Aww, yes. It’s finally here — Season 2 of Orange is the New Black. Caution — there be spoilers below!
Season 1 left off with this:

and Mr. Healy ostensibly leaving Piper to die,
followed by this:

We’ve all spent the past 11 months wondering what became of Pennsatucky (Tiffany Doggett). Did Piper kill her, and will she end up doing more time?
The first episode of this season doesn’t answer many questions. In fact, it creates a whole lot more.
We find Piper in seg (segregated housing), where she has been since she beat the living daylights out of Pennsatucky. It’s obvious that she’s been in here for quite a while, judging by her “artwork” on the walls.

She is then whisked away in the middle of the night, and put on a bus with a mystery destination, and none of the guards will tell her where they are headed. We see a flash back to a young Piper, who won’t jump off the back of the bus when her friends do. To be honest, I wouldn’t have jumped either— you could break something jumping out of a moving vehicle, you guys. She sits on the bus for five hours with a full bladder, which is some serious determination. I got stuck in a four-hour traffic jam on the M6 once, and I was actually crying with frustration by the time we reached and exit. It’s the closest I ever got to peeing myself after the age of 2. They reach an airfield with a plane standing by, which is full of other inmates. A merciful U.S. Marshal allows Piper to pee before takeoff, but he complains that she’s peeing too slowly — so she tries harder.

They land in Chicago, and it was at this point that I started panicking that we’d left all our faves back at Litchfield and we were now doomed to watch The Piper Chapman Show, and effectively rehash all of last season’s privileged-woman-in-prison tropes, except in freezing temperatures this time. I turned to my wife:
Me: I swear to everything, if we don’t see the other characters anymore, I am never watching this show again!
Wife: Ssshhh. I’m watching.
Me: I’m serious — Piper is boring white bread next to the rest of these characters and—
Wife: SSSHHHH.
Piper is assigned to a room, where she immediately stomps on a massive cockroach that was acting as a cigarette courier for the inmates. Oops. They tell her that she must deliver a new bug, or face the consequences. She also learns that this is no low-security prison — they are to remain in the room at all times except for meals and one hour of yard time per day. Yikes.
We still don’t know why Piper is there — she thinks she’s been transferred because she killed Pennsatucky, which seems to make sense after last season’s brutal beat-down.

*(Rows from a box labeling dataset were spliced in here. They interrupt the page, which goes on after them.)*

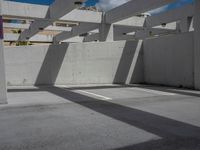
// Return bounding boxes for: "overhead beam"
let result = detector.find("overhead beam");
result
[2,1,102,23]
[105,0,176,24]
[54,23,99,42]
[3,23,72,31]
[19,0,87,41]
[114,25,177,41]
[146,4,194,27]
[4,33,83,43]
[84,33,100,42]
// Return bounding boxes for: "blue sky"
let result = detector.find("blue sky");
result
[6,0,194,12]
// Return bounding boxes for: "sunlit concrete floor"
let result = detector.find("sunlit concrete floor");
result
[0,85,200,150]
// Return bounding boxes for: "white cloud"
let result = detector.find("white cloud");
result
[96,0,129,11]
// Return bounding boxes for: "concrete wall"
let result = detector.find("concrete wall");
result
[144,32,194,87]
[194,0,200,90]
[5,41,143,85]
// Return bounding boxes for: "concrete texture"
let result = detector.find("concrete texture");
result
[5,41,143,86]
[144,32,194,88]
[194,1,200,90]
[0,0,7,104]
[0,85,200,150]
[0,40,7,104]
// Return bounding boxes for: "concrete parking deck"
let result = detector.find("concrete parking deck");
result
[0,85,200,150]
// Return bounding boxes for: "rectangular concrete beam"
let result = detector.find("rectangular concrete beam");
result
[4,33,83,43]
[2,1,102,23]
[114,25,177,41]
[19,0,84,41]
[146,4,194,27]
[105,0,176,24]
[194,0,200,90]
[0,0,7,104]
[84,33,100,42]
[54,23,99,42]
[3,23,72,31]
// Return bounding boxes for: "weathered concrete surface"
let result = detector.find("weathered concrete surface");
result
[5,41,143,85]
[0,40,7,104]
[0,86,200,150]
[194,0,200,90]
[144,32,194,88]
[0,0,7,104]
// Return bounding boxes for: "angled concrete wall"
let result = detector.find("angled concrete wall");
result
[0,40,7,104]
[194,0,200,90]
[144,32,194,88]
[0,0,7,104]
[5,41,143,86]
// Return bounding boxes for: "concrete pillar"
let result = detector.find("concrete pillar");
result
[99,14,114,42]
[194,0,200,90]
[0,0,7,104]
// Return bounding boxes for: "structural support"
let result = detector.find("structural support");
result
[194,0,200,90]
[0,0,7,104]
[99,14,114,42]
[54,23,99,43]
[19,0,84,41]
[105,0,176,24]
[146,4,194,27]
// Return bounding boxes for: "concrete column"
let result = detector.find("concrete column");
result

In the yard, Piper causes a fight to break out by being clueless, as usual. We are all shocked to see Alex on the yard as well. Why on Earth is she there as well?

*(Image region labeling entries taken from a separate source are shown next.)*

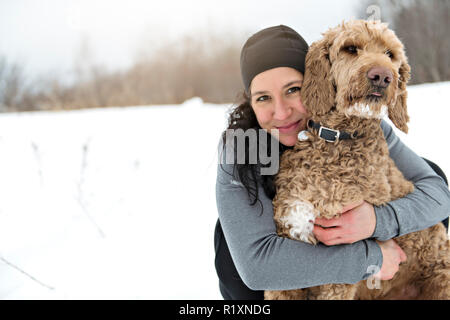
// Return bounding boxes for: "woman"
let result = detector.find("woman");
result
[215,25,450,299]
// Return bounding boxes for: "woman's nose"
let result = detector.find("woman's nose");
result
[273,98,292,120]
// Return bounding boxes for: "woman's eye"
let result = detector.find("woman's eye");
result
[256,96,269,101]
[288,87,302,93]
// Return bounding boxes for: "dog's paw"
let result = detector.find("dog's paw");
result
[280,201,318,244]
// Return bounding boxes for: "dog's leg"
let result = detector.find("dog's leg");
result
[264,288,308,300]
[274,200,317,244]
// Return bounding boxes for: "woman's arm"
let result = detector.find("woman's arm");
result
[216,150,382,290]
[372,121,450,240]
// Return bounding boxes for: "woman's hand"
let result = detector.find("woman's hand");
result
[374,239,406,280]
[313,201,376,246]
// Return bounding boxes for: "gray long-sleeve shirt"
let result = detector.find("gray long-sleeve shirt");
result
[216,121,450,290]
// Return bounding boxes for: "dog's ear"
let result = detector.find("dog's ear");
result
[389,60,411,133]
[301,36,336,116]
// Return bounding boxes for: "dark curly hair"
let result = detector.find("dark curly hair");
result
[221,91,292,213]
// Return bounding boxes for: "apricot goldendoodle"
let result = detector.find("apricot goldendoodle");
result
[265,20,450,299]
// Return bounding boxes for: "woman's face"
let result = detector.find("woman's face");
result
[250,67,307,146]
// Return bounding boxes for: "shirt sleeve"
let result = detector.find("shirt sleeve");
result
[216,146,383,290]
[372,121,450,240]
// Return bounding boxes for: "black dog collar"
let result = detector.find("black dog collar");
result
[308,120,359,142]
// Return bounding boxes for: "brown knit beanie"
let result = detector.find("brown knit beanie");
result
[241,25,308,94]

Me: Okay, this is ridiculous writing. Why would they both get transferred halfway across the United States? No.
Wife: Hush, I can’t hear.
Piper ends up trading her worn panties (uh, gross) to get a note delivered to Alex. She meets with her and discovers that Pennsatucky is not dead, and they’ve both been transferred to testify against Kubra, Alex’s drug lord boss.
Me: …Okay, fine.
Alex tells Piper that she can’t tell the truth on the stand — that Kubra has ways of paying back people who rat on him. Piper struggles with the decision to tell the truth or not, and we get to see another flashback to little!Piper, who is skipping school to see an R-rated movie, and sees her father carousing with a woman who is not her mother. Piper tells her mother, who promptly grounds her for seeing the movie and totally disregards the information about her cheating scum husband.

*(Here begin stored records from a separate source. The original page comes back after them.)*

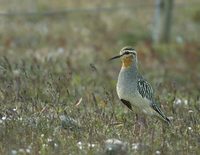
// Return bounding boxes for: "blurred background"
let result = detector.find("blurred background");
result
[0,0,200,154]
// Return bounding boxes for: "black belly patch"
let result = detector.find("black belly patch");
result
[121,99,133,110]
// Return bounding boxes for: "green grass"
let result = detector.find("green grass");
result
[0,1,200,154]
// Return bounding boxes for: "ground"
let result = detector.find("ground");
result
[0,0,200,154]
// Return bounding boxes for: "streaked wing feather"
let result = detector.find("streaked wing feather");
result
[137,76,170,123]
[137,76,154,101]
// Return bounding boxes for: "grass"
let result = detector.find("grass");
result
[0,1,200,154]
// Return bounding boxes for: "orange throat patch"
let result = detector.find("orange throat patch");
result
[122,56,133,68]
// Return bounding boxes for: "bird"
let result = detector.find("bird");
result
[109,46,171,124]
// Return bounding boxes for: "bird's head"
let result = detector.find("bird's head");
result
[109,47,137,68]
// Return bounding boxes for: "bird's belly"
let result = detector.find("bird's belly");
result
[130,96,156,115]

Piper lies on the stand, protecting herself against Kubra’s wrath. Later, in a cell, the attorney lambastes her for lying on the stand, telling her that she may face more time for committing another crime. Immediately after, Piper sees Alex being freed from prison because she did tell the truth on the stand, implicating Kubra in his crimes. Piper screams at her through the bars of her cell.
This episode was an interesting re-imagining of episode 1 from the first season, with Piper being thrust into an unfamiliar environment with aggressive inmates. It was an interesting angle, but I spent most of the episode annoyed that we weren’t getting to see everyone back at Litchfield.
My hope for the next episode: more backstories from the women, less Piper, and can we please get Miss Claudette out of Max?